Pro-Russian protests that disrupted yesterday a visit by a UN envoy to the eastern city of Donetsk were conducted by paid demonstrators or agent provocateurs from across the border in Russia, according to Poroshenko. They lacked the organic spirit of the rebellion in Kiev, he said.

Orobets also speaks with awe at the bravery she witnessed in the street battles in Kiev to oust Yanukovych.

“People were using shields against bullets,” she told FoxNews.com. “I saw such unexplainable acts of heroism. Ukrainians showed they are very brave. There were babushkas breaking up stones for the fighters to use. For four days, they fought with such ferocity.”

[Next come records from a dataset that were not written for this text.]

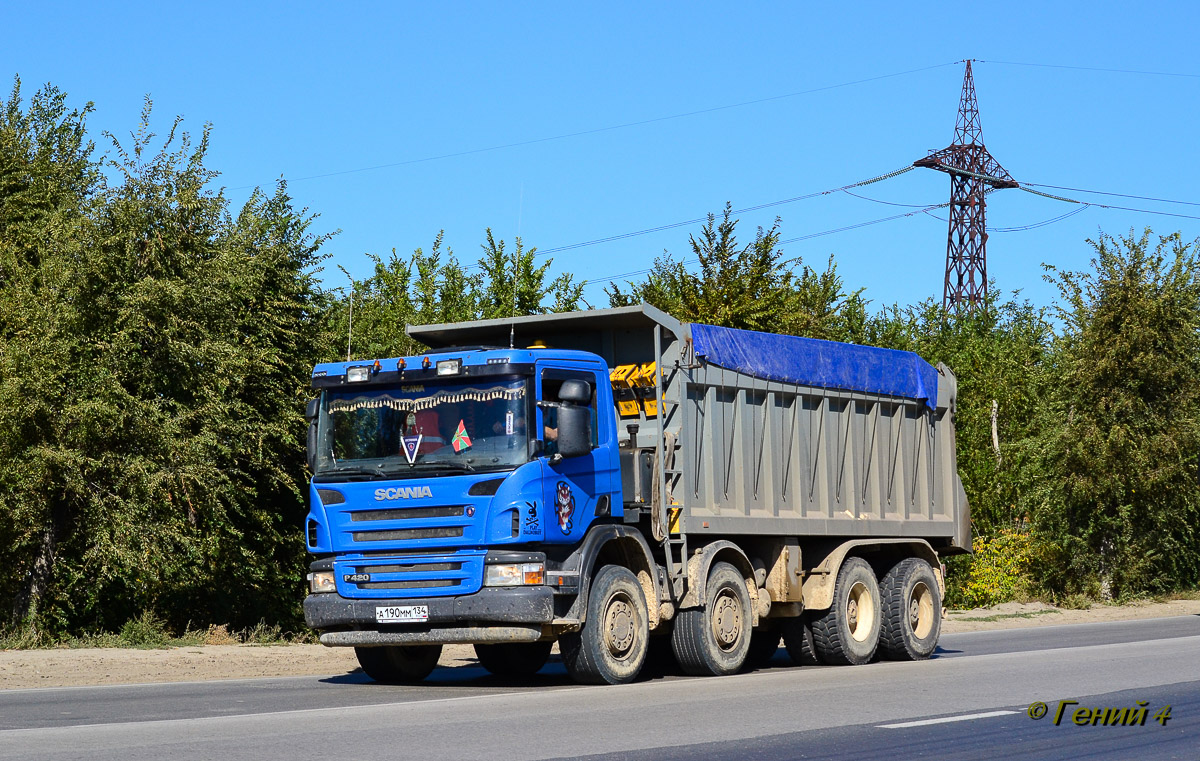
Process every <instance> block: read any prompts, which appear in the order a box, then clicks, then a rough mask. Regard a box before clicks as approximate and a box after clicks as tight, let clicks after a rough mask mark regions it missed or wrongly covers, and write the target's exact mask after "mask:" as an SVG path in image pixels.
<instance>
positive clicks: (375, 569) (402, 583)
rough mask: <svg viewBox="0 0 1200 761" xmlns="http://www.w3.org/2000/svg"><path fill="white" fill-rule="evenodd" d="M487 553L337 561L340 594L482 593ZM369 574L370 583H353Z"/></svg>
mask: <svg viewBox="0 0 1200 761" xmlns="http://www.w3.org/2000/svg"><path fill="white" fill-rule="evenodd" d="M486 555H487V552H486V551H484V550H468V551H460V552H451V553H446V552H445V551H443V552H442V553H440V555H439V556H436V557H428V556H413V555H409V553H404V555H402V556H396V555H392V556H391V557H389V558H385V559H384V558H380V559H378V561H376V559H367V558H362V559H358V561H349V559H347V561H336V562H335V563H334V573H335V574H336V579H337V591H338V592H340V593H341V594H342V595H343V597H347V598H359V599H371V598H376V599H385V598H406V597H410V598H420V597H446V595H452V594H473V593H475V592H479V589H480V586H481V585H482V580H484V558H485V556H486ZM360 574H362V575H368V577H370V581H350V580H352V579H354V577H356V576H358V577H361V576H360Z"/></svg>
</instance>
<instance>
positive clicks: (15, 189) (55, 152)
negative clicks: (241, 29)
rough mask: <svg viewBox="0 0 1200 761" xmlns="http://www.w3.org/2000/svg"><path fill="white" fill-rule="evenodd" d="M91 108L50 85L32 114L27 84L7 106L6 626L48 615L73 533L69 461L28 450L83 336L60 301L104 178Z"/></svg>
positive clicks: (5, 169) (58, 405) (2, 446)
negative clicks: (84, 104)
mask: <svg viewBox="0 0 1200 761" xmlns="http://www.w3.org/2000/svg"><path fill="white" fill-rule="evenodd" d="M90 110H91V103H88V104H86V106H85V107H84V108H83V109H74V110H70V109H68V108H67V106H66V95H65V94H64V92H61V91H60V90H58V89H56V88H53V86H46V88H43V89H42V90H40V91H38V92H36V94H35V95H34V96H32V97H31V98H30V102H29V107H28V109H25V108H23V98H22V91H20V80H19V79H16V80H14V84H13V88H12V91H11V95H10V97H8V100H7V101H0V505H2V509H0V553H2V555H4V557H5V558H6V562H5V563H4V564H2V565H0V583H2V591H0V599H4V600H5V601H7V603H8V605H7V606H6V609H7V610H5V611H0V625H2V623H4V621H5V619H8V621H13V619H22V618H25V617H26V616H29V615H30V613H32V615H36V613H37V612H38V611H40V604H41V601H42V599H43V598H44V597H46V594H47V593H48V591H49V587H50V583H52V581H53V571H54V565H55V561H56V558H58V556H59V547H60V543H61V540H62V538H64V532H66V531H68V515H67V514H66V513H65V511H64V509H62V505H61V503H60V502H59V501H58V499H56V498H55V491H56V490H58V486H59V477H58V474H59V472H60V471H61V469H62V468H64V467H70V465H68V463H65V462H64V457H61V453H60V451H58V450H56V449H55V448H54V447H46V445H42V447H30V445H29V444H30V442H34V441H37V439H38V438H40V437H41V435H42V432H43V431H44V430H46V429H47V427H48V426H50V425H52V424H53V421H54V420H56V419H58V418H59V415H60V412H61V411H62V409H65V408H66V407H67V406H68V405H71V403H72V390H71V389H70V388H68V387H67V385H66V384H65V383H64V379H65V378H66V377H67V376H68V374H70V373H72V372H73V370H74V367H73V362H74V359H76V352H74V350H73V348H74V343H76V340H74V338H73V336H72V326H71V320H70V316H68V314H67V313H65V312H64V311H62V310H61V308H59V301H60V299H61V295H60V294H61V293H62V290H64V289H65V288H66V287H68V286H70V280H71V270H70V262H71V260H72V259H73V258H76V257H78V256H80V254H82V246H80V240H79V239H80V234H79V233H80V229H82V228H84V227H85V226H86V224H88V216H86V214H88V206H89V203H90V199H91V197H92V196H94V194H95V192H96V187H97V184H98V181H100V172H98V167H97V164H96V162H95V161H92V158H91V152H92V150H94V146H92V144H91V143H90V142H89V140H88V138H86V115H88V113H89V112H90Z"/></svg>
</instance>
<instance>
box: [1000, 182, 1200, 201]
mask: <svg viewBox="0 0 1200 761" xmlns="http://www.w3.org/2000/svg"><path fill="white" fill-rule="evenodd" d="M1024 185H1032V186H1033V187H1050V188H1054V190H1066V191H1072V192H1074V193H1092V194H1094V196H1114V197H1116V198H1135V199H1138V200H1157V202H1159V203H1164V204H1182V205H1184V206H1200V203H1196V202H1194V200H1175V199H1171V198H1154V197H1153V196H1130V194H1128V193H1109V192H1105V191H1092V190H1086V188H1082V187H1067V186H1064V185H1044V184H1042V182H1024Z"/></svg>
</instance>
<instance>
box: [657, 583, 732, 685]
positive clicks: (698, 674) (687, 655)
mask: <svg viewBox="0 0 1200 761" xmlns="http://www.w3.org/2000/svg"><path fill="white" fill-rule="evenodd" d="M706 598H707V599H708V603H707V604H706V605H704V606H703V607H694V609H689V610H685V611H680V612H679V616H678V618H677V619H676V625H674V631H673V633H672V635H671V646H672V649H674V654H676V659H677V660H678V661H679V666H680V667H682V669H683V670H684V671H685V672H686V673H690V675H692V676H714V677H716V676H724V675H727V673H737V671H738V670H739V669H742V664H744V663H745V660H746V654H748V653H749V652H750V628H751V621H752V619H751V617H750V592H749V591H746V583H745V579H743V577H742V574H740V573H738V569H736V568H733V567H732V565H730V564H728V563H714V564H713V568H712V570H709V571H708V583H707V586H706Z"/></svg>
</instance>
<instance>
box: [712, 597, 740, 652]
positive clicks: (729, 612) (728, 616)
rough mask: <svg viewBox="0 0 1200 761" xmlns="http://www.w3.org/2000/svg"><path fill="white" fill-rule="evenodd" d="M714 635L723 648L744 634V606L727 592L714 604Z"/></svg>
mask: <svg viewBox="0 0 1200 761" xmlns="http://www.w3.org/2000/svg"><path fill="white" fill-rule="evenodd" d="M713 635H714V636H715V637H716V643H718V645H720V646H721V648H722V649H728V648H730V647H732V646H733V645H736V643H737V641H738V639H739V637H740V636H742V606H740V605H738V601H737V600H736V599H733V598H732V597H730V595H727V594H721V595H720V597H718V598H716V600H715V603H714V604H713Z"/></svg>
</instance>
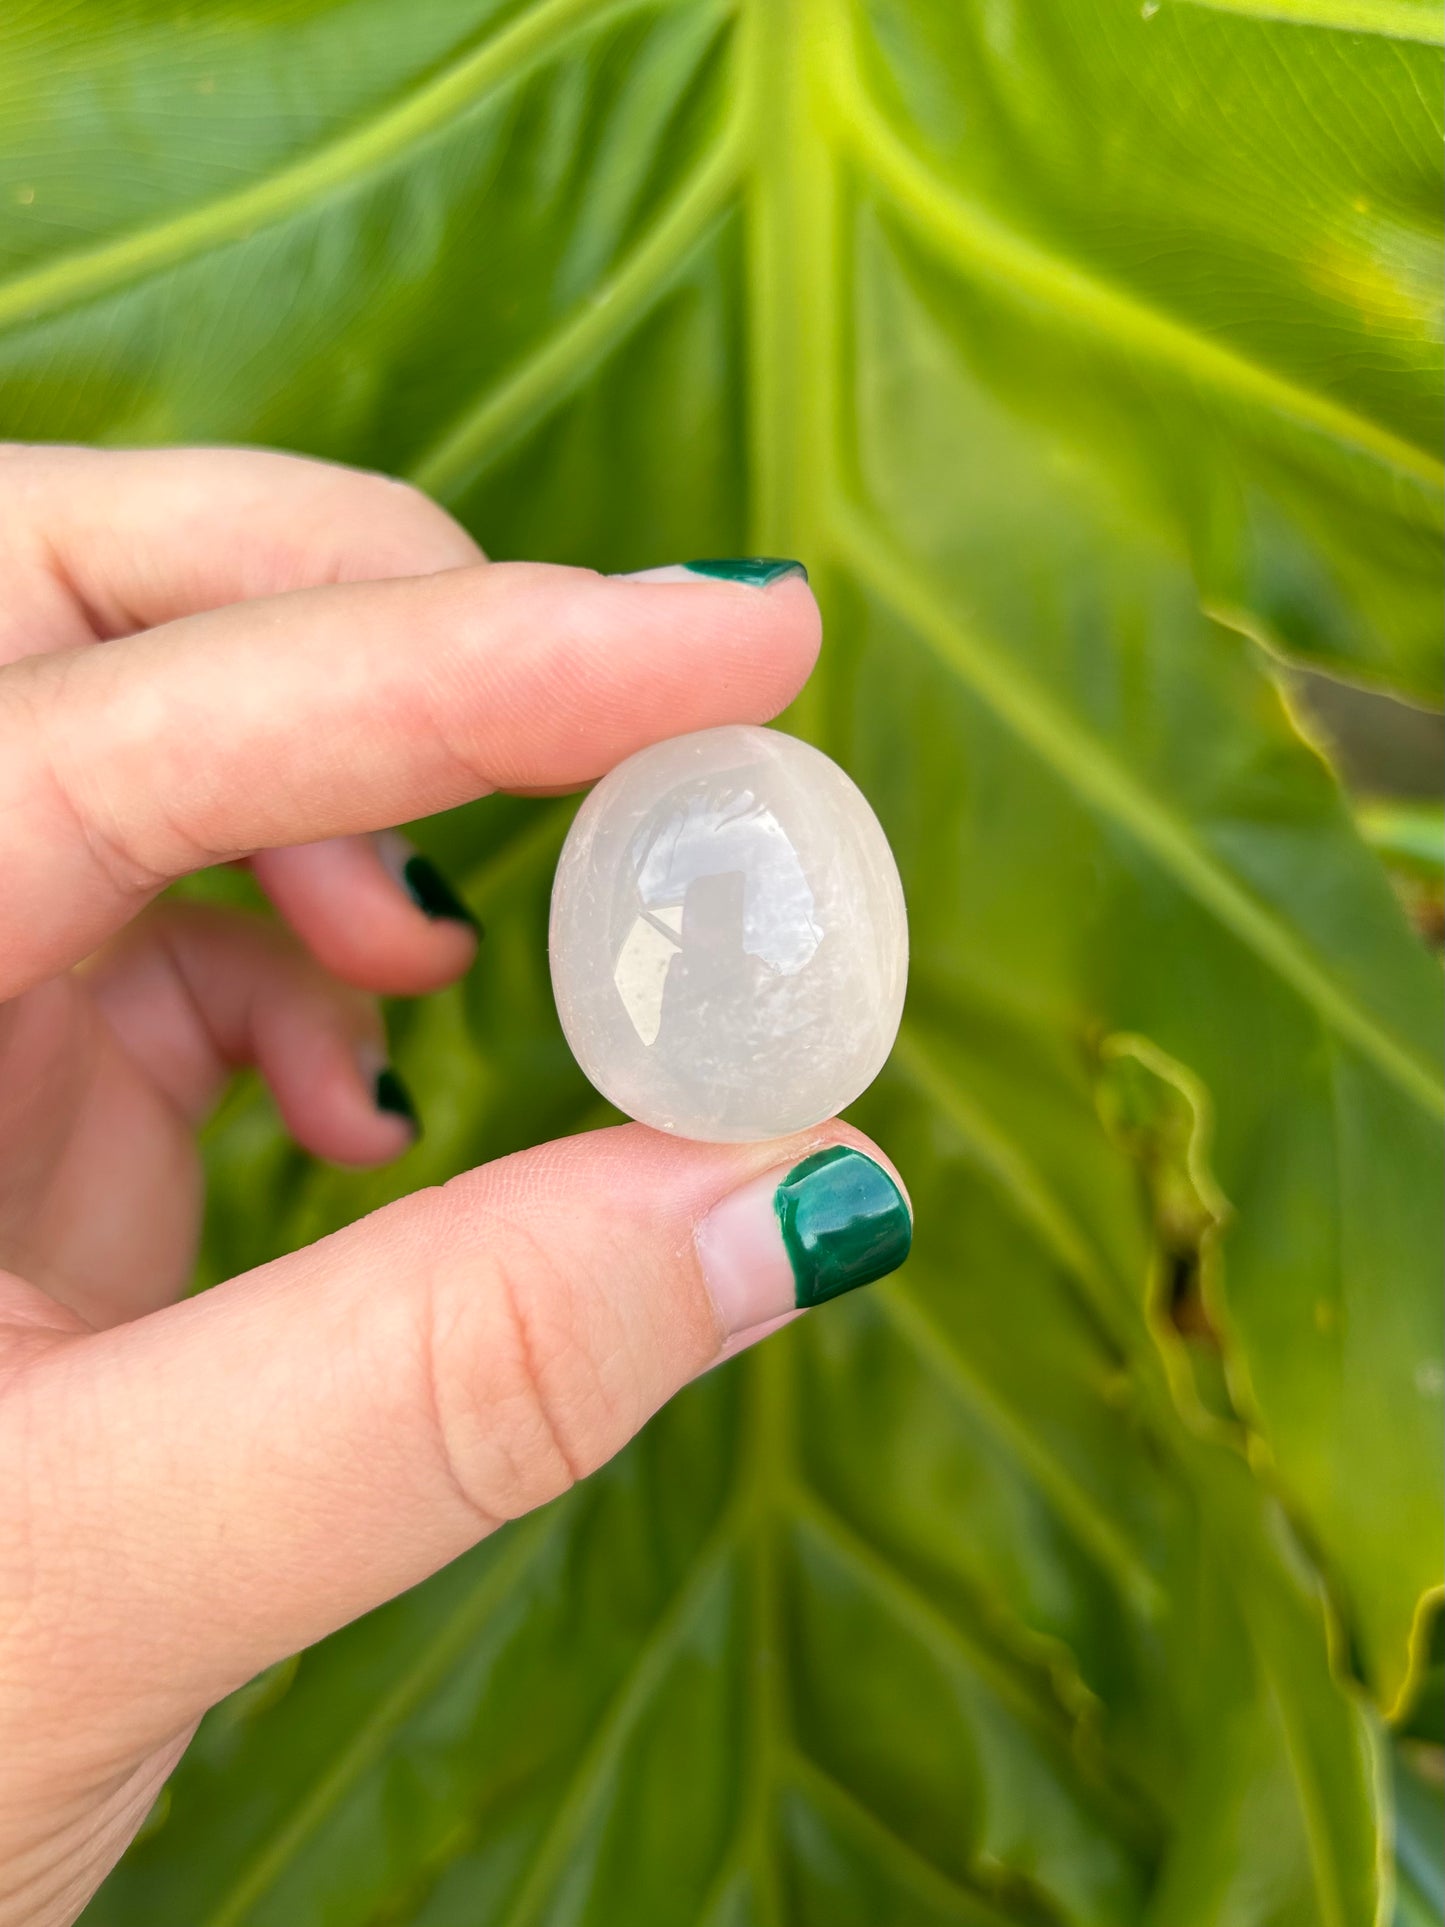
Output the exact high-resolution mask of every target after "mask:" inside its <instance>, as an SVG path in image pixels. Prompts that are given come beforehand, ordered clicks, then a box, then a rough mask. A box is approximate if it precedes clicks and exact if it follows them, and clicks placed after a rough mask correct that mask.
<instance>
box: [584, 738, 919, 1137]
mask: <svg viewBox="0 0 1445 1927" xmlns="http://www.w3.org/2000/svg"><path fill="white" fill-rule="evenodd" d="M551 981H553V992H555V996H557V1014H559V1016H561V1019H563V1029H565V1031H566V1041H568V1044H570V1046H572V1052H574V1056H576V1060H578V1064H580V1066H582V1069H584V1071H586V1073H588V1077H590V1079H591V1083H593V1085H595V1087H597V1089H599V1091H601V1093H603V1095H605V1096H607V1098H611V1100H613V1104H617V1108H618V1110H624V1112H628V1116H632V1118H640V1120H642V1123H651V1125H653V1127H655V1129H659V1131H676V1133H678V1135H680V1137H701V1139H711V1141H728V1143H742V1141H748V1139H763V1137H782V1135H784V1133H788V1131H801V1129H807V1127H809V1125H813V1123H821V1122H823V1120H825V1118H830V1116H832V1114H834V1112H836V1110H842V1108H844V1104H852V1100H854V1098H855V1096H857V1095H859V1093H861V1091H865V1089H867V1087H869V1085H871V1083H873V1079H875V1077H877V1075H879V1071H880V1069H882V1064H884V1058H886V1056H888V1052H890V1048H892V1043H894V1037H896V1035H898V1019H900V1016H902V1010H904V987H906V981H907V915H906V910H904V890H902V884H900V881H898V865H896V863H894V858H892V850H890V848H888V838H886V836H884V834H882V827H880V823H879V819H877V817H875V815H873V811H871V809H869V805H867V800H865V798H863V794H861V790H859V788H857V786H855V784H854V782H852V780H850V779H848V777H846V775H844V773H842V771H840V769H838V765H836V763H832V761H828V757H827V755H823V753H821V752H819V750H813V748H811V744H805V742H800V740H798V738H796V736H784V734H782V732H780V730H771V728H749V726H742V725H736V726H730V728H709V730H699V732H697V734H696V736H674V738H672V740H670V742H659V744H653V748H649V750H640V752H638V755H632V757H628V759H626V763H618V767H617V769H615V771H611V775H607V777H603V780H601V782H599V784H597V788H595V790H593V792H591V796H588V800H586V802H584V804H582V809H580V811H578V815H576V821H574V825H572V829H570V832H568V836H566V842H565V846H563V854H561V859H559V863H557V883H555V884H553V896H551Z"/></svg>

And she is proud of the role she played.

“I had my own experiences with men training their automatic weapons on me because I was negotiating the capitulation of Berkut (riot police) units -- me as a woman, that was my job; that was my task,” she said.

Orobets' devotion to her homeland and to politics is in her blood. Her father, Yuriy Orobets, a Ukrainian politician who also took on political corruption, died in 2006 in strange circumstances in what officials claimed was the result of a car crash and a heart attack. Her father, who she worked for, had forewarned her of a possible “accident.”  She was elected to Ukraine’s parliament the following year.

Last June her husband, an investment banker, fled to the United States after threats and the start of a probe into dubious and likely politically motivated claims of tax evasion. She also later sent her daughters, ages 3 and 5, out of the country as the revolution developed.

Like other Ukrainian politicians, Orobets fears that Putin will try to keep Crimea and to mount a variety of destabilization efforts in eastern Ukraine.  And the West must help Ukraine to see that doesn’t happen, she said, adding: “We do not believe any word Putin says.”

“The nuclear state Russia has declared war on us and there is no government in the world ready for a war with Russia. We can’t win a war with Russia. What we can do is win the war in a diplomatic and informational sense.”

Already tipped as a future national leader, the self-assured Orobets says it isn’t uppermost in her mind that she may one day follow Yulia Tymoshenko, Ukraine’s first female prime minister, who was released from jail earlier this month and may run in May as a presidential candidate.

She doesn’t cite Tymoshenko, the leader of the party she belongs to, as a role model, though. Her exemplar is the late Israeli leader Golda Meir. “You know, she was born in Kiev. She helped create her country.”